Заспешил, уводя пацана.

 

Повторяя: «Уходим, уходим!..»

Через пару кварталов спросил:

«Как зовут тебя?» – «Репкин Володя…»

«Дуй, Володька, домой, что есть сил!»

 

Простынка

 

Папа, помнишь, у тебя лежал

В уголке одной из книжных полок,

Нет, не нож, не кортик, не кинжал –

Маленький ржавеющий осколок.

 

О происхождении его

Спрашивала я – ещё малявка.

Ты, не отвечая ничего,

Только в шутку цыкал: брысь под лавку!

 

А потом однажды объяснил,

Что июльским утром в сорок третьем,

На излёте и почти без сил

Он влетел в окошко на рассвете.

 

Бабушка мгновенно подняла

С простыни осколок, чуть живая,

Кинула на краешек стола,

Там он и дымился, остывая.

 

А бабуля крикнула, сердясь,

Громко, сгоряча, не «под сурдинку»:

Вот же чёртов фриц – попортил бязь –

Новая совсем была простынка!

          

Победа!

 

Наконец-то!
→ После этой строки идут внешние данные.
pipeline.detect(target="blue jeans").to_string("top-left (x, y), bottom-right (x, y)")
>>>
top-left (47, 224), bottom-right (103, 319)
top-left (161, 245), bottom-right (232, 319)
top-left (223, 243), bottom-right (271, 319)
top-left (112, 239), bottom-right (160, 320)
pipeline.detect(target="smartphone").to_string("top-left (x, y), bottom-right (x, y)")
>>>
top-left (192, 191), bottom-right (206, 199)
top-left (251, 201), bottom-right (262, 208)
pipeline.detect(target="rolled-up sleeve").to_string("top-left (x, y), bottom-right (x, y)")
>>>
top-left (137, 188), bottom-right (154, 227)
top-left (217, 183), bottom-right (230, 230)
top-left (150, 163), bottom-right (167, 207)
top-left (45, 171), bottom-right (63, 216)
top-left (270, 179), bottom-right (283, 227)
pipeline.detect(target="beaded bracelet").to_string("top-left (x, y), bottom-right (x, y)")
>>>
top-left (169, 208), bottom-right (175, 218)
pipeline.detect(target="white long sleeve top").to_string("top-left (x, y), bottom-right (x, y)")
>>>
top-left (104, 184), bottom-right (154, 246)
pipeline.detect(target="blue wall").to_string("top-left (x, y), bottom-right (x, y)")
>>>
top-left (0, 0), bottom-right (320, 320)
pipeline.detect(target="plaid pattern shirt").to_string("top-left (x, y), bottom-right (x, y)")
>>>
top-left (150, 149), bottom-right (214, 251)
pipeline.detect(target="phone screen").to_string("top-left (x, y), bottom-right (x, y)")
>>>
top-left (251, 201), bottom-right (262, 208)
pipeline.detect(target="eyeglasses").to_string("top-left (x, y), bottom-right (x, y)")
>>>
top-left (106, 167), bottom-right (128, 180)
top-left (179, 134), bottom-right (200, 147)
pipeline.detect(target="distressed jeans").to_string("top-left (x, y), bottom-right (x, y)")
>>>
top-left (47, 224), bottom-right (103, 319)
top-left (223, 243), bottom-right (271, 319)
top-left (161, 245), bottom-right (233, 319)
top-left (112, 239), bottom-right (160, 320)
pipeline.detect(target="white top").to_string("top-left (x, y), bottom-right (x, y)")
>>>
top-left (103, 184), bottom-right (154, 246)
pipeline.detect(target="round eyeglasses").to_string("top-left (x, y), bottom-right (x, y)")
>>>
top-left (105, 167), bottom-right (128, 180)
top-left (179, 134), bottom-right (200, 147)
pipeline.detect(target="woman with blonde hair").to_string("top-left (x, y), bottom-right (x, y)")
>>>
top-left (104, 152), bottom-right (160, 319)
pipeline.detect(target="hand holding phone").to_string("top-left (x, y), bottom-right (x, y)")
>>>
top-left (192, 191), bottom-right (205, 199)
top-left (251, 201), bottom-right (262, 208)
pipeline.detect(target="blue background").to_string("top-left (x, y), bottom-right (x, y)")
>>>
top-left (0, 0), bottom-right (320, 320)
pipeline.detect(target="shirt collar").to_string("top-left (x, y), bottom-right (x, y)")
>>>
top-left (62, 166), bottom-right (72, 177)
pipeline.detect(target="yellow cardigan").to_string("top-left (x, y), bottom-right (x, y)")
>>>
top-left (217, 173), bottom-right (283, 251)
Май расставил точки –

Лица встречных кажутся святыми…

Почтальонка в клетчатом платочке,

Роясь в сумке, выкрикнула имя.

 

Радостно рванулась – ведь Победа

Распахнула призрачные дали.

В только что промчавшуюся среду

Люди у динамиков рыдали…

 

Что за взгляд у юной почтальонки –

Будто пеплом выстелило смертным,

И морщинки вычертились тонко

Над прямоугольником конверта…

 

Руки жжёт казённая бумага,

За подол цепляется ребёнок…

Флаг победы реет над рейхстагом!

Сколько ещё будет «похоронок»?..

        

Победители…

 

Мы победили. И больше не будет войны.

Эвакуации, голода, дымных «теплушек»,

Залпы салютов гремят, но они не страшны,

Дети уже не похожи на грустных старушек…

 

Мы доказали, что крепче народ, чем гранит,

Что нас не смогут сломить ни посулы, ни сила.

Сколько всего нам ещё совершить предстоит…

Дел – разливанное море, лишь рук бы хватило!

 

Мы ещё мирные спутники пустим в полёт,

На восхищенье друзьям, и вражинам – на зависть!

Мы говорили друг другу: фашизм не пройдёт!